When you get it right, the business of mining can be far more profitable than investing in bullion. But most mining investors – public and private – lose their shirts in it.
But there’s a way to get terrific upside exposure to a bull market in precious metals, specifically silver, without getting into the risky business of mining.
I’m talking about “silver streaming.”
A “silver streamer” is essentially a company that purchases the silver byproduct from base-metal miners. And Silver Wheaton (NYSE: SLW) is the largest silver streamer in the world.
Simply put, when a copper miner (or zinc miner or iron miner) extracts ore from his mine, that rock likely includes a lot of minerals other than copper – including silver. The copper miner doesn’t want the hassle of smelting and dealing with the silver from his mine. So a silver streamer, like Silver Wheaton, is there to take it off his hands…

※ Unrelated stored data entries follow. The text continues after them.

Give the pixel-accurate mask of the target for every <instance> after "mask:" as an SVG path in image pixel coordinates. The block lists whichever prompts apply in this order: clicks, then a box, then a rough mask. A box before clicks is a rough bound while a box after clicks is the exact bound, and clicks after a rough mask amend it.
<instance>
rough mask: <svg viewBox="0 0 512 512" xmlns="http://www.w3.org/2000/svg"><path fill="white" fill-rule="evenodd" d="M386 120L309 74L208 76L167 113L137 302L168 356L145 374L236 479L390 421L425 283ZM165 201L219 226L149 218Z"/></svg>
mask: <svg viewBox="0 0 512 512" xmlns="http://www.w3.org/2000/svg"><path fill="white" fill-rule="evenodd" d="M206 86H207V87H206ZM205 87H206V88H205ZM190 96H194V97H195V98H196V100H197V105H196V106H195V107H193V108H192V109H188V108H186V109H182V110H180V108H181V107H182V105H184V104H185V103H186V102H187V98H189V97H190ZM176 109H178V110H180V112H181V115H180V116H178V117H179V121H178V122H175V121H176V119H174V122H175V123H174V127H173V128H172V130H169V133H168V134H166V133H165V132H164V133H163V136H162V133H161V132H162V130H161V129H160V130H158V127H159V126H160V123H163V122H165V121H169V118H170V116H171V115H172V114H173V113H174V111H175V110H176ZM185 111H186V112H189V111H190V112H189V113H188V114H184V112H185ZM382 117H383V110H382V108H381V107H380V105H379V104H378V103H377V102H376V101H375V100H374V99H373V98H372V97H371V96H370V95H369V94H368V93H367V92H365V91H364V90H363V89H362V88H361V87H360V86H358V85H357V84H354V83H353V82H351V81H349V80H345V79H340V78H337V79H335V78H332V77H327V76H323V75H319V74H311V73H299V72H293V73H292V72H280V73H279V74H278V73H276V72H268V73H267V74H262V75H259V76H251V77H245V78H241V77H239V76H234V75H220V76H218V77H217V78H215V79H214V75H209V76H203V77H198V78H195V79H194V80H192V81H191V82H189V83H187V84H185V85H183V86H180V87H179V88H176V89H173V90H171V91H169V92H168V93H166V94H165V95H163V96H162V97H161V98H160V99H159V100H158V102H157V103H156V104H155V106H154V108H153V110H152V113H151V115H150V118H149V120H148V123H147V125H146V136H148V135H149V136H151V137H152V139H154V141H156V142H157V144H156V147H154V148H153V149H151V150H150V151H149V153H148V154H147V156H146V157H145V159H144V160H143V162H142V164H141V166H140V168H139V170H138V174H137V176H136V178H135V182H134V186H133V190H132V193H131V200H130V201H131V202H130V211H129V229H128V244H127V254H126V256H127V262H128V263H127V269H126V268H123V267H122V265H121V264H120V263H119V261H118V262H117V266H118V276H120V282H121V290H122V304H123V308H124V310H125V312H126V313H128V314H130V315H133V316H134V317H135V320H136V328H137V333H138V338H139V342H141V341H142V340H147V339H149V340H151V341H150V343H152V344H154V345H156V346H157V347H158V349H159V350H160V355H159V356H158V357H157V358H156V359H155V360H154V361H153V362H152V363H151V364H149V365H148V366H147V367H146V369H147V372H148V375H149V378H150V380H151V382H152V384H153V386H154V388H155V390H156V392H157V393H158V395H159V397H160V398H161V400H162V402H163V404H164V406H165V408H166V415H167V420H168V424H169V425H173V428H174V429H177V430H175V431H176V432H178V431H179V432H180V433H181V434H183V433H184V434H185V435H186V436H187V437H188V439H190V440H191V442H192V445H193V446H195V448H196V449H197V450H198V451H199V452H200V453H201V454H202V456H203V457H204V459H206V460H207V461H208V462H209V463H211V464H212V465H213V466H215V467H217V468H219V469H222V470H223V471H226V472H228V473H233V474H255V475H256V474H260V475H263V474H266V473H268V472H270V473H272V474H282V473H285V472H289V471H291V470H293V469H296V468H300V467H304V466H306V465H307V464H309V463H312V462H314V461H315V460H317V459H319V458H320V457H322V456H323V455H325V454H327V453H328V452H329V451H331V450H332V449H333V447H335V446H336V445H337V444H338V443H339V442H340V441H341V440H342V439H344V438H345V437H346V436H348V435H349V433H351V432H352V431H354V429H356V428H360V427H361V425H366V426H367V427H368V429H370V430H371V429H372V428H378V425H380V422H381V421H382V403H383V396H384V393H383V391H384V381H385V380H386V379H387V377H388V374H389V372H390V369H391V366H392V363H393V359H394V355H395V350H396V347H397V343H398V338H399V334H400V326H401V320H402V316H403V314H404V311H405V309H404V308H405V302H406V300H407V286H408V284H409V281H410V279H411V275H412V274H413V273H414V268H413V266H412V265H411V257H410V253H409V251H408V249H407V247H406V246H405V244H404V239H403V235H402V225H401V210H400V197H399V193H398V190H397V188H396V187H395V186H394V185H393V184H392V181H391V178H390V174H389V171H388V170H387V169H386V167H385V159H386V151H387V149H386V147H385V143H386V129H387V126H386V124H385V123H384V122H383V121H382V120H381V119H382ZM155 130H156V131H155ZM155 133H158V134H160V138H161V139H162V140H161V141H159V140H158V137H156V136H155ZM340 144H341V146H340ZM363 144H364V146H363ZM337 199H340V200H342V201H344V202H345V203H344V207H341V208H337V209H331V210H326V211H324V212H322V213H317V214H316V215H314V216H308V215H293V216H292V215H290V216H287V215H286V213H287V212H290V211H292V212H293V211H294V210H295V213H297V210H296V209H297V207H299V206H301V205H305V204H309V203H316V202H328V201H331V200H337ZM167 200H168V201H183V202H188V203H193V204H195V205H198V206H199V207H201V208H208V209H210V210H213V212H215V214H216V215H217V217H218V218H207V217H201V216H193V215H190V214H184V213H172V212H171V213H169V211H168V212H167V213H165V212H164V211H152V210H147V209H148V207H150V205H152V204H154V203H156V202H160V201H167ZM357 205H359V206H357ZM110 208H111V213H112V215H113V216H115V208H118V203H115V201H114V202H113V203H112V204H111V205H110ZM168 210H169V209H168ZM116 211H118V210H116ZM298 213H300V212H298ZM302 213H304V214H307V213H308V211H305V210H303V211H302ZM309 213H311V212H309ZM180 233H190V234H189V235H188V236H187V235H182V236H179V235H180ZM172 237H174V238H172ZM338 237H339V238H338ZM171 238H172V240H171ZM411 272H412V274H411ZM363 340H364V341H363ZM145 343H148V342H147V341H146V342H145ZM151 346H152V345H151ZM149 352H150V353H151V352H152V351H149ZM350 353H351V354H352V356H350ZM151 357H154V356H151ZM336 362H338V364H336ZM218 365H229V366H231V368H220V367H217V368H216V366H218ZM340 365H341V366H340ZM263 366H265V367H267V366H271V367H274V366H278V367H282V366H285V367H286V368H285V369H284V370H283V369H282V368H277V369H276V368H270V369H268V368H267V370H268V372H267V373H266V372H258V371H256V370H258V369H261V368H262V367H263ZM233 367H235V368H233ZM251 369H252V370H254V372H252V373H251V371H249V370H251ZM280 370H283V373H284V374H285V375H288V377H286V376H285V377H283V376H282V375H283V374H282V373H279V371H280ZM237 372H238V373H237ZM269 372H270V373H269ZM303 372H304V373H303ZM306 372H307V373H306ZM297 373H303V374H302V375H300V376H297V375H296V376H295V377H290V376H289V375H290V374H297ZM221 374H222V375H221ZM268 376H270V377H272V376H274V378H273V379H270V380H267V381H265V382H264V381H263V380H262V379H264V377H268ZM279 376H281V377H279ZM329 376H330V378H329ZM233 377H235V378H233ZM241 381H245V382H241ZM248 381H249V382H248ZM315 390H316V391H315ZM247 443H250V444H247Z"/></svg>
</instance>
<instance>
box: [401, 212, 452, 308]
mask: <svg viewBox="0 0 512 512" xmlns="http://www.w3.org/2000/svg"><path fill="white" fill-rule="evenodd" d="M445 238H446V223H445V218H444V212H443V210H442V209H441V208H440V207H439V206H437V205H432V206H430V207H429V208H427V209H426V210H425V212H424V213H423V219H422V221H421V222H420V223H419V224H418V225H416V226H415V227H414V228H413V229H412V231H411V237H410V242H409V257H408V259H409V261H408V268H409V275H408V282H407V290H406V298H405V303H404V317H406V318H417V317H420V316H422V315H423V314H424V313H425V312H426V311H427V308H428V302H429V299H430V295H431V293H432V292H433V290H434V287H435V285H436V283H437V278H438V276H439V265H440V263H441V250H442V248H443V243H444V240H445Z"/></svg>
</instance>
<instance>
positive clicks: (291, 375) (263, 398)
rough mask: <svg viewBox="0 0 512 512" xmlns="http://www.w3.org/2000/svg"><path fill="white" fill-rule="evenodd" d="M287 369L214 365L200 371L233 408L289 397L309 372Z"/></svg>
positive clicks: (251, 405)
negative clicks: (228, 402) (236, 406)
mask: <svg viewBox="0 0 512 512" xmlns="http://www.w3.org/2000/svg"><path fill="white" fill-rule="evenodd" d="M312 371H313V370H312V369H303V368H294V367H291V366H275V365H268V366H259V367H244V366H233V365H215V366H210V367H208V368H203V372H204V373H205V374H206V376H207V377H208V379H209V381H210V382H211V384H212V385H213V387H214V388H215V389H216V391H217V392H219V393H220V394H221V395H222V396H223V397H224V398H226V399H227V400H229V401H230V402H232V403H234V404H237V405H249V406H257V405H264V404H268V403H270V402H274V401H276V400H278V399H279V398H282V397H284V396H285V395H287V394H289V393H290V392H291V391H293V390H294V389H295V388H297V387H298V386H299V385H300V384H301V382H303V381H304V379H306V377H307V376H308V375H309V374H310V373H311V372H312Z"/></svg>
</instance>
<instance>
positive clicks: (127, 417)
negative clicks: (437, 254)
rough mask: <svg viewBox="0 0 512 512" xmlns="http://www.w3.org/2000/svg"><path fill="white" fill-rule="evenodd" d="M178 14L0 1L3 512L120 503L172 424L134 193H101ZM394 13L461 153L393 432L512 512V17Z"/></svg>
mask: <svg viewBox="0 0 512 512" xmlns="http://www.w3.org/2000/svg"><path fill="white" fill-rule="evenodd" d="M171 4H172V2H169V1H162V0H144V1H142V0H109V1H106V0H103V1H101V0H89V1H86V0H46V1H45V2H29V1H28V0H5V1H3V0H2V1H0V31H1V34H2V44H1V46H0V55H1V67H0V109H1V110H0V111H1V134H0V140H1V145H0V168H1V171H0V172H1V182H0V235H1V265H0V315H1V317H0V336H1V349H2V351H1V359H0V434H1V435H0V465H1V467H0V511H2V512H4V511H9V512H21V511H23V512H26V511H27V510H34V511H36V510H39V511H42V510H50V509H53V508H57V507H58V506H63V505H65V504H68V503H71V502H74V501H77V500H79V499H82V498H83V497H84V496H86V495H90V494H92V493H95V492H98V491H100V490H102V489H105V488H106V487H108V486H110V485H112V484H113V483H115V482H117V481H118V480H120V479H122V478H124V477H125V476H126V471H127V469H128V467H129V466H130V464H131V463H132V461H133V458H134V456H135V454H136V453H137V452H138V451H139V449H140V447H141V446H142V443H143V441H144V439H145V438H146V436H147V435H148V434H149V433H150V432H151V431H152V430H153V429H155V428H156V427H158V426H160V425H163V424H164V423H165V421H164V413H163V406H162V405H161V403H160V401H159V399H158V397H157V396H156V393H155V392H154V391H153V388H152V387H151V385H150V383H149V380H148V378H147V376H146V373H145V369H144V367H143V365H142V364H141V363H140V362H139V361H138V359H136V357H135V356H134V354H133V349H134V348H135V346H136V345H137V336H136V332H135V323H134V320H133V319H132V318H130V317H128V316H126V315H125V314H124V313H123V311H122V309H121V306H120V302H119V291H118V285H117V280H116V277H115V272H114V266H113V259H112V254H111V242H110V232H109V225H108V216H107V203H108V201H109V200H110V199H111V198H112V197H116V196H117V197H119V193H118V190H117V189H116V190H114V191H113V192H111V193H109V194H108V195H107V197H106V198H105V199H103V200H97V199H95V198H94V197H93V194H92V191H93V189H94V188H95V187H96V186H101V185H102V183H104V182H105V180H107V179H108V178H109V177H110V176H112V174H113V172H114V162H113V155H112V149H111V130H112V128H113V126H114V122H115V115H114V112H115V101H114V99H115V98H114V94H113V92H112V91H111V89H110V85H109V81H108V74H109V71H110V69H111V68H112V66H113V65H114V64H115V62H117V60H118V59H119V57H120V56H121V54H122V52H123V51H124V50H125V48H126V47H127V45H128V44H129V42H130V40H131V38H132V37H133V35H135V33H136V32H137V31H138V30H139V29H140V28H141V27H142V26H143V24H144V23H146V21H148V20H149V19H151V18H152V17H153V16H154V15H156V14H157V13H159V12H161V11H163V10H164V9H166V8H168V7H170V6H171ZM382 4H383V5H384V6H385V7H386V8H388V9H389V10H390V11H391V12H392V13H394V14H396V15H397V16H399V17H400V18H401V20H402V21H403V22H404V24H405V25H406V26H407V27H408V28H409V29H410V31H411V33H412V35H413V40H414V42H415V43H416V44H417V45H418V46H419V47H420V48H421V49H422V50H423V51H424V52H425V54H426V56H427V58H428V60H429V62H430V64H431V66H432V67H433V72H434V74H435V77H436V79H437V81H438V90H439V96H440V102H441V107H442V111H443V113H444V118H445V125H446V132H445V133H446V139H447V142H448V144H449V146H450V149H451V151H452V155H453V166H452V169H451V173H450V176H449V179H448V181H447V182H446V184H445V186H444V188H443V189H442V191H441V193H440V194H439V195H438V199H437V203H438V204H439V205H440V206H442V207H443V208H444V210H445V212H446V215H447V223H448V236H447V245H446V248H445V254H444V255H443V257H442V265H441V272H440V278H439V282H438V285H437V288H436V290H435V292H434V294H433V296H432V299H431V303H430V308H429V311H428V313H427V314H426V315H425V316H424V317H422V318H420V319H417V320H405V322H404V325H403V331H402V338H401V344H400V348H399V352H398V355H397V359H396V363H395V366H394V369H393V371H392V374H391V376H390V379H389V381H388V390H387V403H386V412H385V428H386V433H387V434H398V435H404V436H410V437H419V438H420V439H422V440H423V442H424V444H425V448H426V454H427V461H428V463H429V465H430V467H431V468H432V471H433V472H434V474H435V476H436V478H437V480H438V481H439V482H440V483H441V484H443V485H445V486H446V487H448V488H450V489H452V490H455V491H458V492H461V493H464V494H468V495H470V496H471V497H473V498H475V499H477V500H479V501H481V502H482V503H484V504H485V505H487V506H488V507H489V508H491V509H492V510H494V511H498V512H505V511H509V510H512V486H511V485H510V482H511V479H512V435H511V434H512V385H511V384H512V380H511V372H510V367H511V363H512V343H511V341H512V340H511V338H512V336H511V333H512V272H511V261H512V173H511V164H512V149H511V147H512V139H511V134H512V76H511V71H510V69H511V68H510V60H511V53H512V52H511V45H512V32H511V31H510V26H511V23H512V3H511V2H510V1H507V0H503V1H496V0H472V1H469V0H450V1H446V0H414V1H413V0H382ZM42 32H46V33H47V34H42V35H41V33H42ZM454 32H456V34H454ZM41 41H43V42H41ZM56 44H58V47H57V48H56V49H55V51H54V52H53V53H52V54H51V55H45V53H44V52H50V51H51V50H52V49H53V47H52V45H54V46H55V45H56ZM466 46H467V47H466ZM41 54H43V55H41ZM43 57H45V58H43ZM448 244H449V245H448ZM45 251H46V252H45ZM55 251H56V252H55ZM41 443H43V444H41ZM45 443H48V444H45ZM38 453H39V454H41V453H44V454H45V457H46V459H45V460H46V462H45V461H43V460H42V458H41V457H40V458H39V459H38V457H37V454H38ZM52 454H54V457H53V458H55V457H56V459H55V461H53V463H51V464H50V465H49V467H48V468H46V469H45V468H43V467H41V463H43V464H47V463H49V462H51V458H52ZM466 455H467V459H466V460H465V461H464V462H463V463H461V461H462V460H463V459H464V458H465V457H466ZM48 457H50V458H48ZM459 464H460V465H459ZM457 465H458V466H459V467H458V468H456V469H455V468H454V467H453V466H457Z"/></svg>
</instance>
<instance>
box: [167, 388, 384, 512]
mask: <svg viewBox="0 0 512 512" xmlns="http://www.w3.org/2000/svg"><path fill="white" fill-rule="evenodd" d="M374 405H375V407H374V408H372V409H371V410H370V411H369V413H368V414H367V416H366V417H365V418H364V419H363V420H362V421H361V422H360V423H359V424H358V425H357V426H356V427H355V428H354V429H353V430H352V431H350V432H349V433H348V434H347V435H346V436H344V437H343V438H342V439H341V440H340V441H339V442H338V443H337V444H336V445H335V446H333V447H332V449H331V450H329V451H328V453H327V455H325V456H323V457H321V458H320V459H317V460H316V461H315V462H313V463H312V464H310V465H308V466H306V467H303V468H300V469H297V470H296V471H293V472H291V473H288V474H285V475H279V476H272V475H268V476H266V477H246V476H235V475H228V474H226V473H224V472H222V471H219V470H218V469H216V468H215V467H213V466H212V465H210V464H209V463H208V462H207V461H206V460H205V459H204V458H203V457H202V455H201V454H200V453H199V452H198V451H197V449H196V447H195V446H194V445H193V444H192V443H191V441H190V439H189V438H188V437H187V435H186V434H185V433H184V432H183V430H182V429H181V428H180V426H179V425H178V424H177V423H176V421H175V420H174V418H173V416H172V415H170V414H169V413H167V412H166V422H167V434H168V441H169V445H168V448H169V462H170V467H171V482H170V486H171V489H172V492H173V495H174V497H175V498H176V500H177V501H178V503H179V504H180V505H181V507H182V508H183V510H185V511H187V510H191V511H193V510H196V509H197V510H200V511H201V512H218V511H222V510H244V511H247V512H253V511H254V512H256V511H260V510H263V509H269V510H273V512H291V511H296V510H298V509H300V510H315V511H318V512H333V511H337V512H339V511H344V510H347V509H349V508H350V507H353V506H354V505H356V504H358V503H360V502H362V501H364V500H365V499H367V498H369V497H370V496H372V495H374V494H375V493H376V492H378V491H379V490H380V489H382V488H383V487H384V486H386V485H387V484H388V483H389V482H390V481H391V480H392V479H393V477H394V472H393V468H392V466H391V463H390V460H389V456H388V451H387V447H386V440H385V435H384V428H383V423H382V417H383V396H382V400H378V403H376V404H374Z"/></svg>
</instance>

Silver Wheaton will swoop in and make a deal up front for the silver. It’s a good deal for the base-metal miner because he gets guaranteed income for his silver. And it’s a great deal for Silver Wheaton because it gets a guaranteed supply of silver at a low, fixed price without the hassles and risks of actually mining it.
Silver Wheaton’s strategy has paid off so far… It’s up about 150% this year versus silver’s 70% rise. But its results will get even better as the price of silver goes even higher…
Silver Wheaton’s costs are fixed, so any increase in the silver price goes straight to its net profit. And as the silver price goes up, people will pay more for the stock.
Say we buy shares when they trade for $43 and silver goes for $25 per ounce. When the silver price hits $30 per ounce, history says the stock should race up to $57. So while silver rises 20%, our stock jumps 33%.
That’s leverage. And that’s why we want to own Silver Wheaton at times, like today, when silver is poised to race higher. Of course, the leverage works both ways, so there are periods when Silver Wheaton shares are cheap relative to the metal.
I put together a table that shows us when Silver Wheaton is a great buy – and when it’s gotten too expensive. I got these figures by finding the average price per ounce of reserves the market was willing to pay at various silver prices. Then, I calculated how many ounces of silver we get per Silver Wheaton share. Slap on a 10% discount, and we’ve got a conservative “price guide” for Silver Wheaton. Take a look…
Today, silver sells for nearly $30 per ounce, and Silver Wheaton shares are $39. Our fair-value calculation says at the current silver price, Silver Wheaton should be closer to $57. That means we can buy shares well below fair value right now.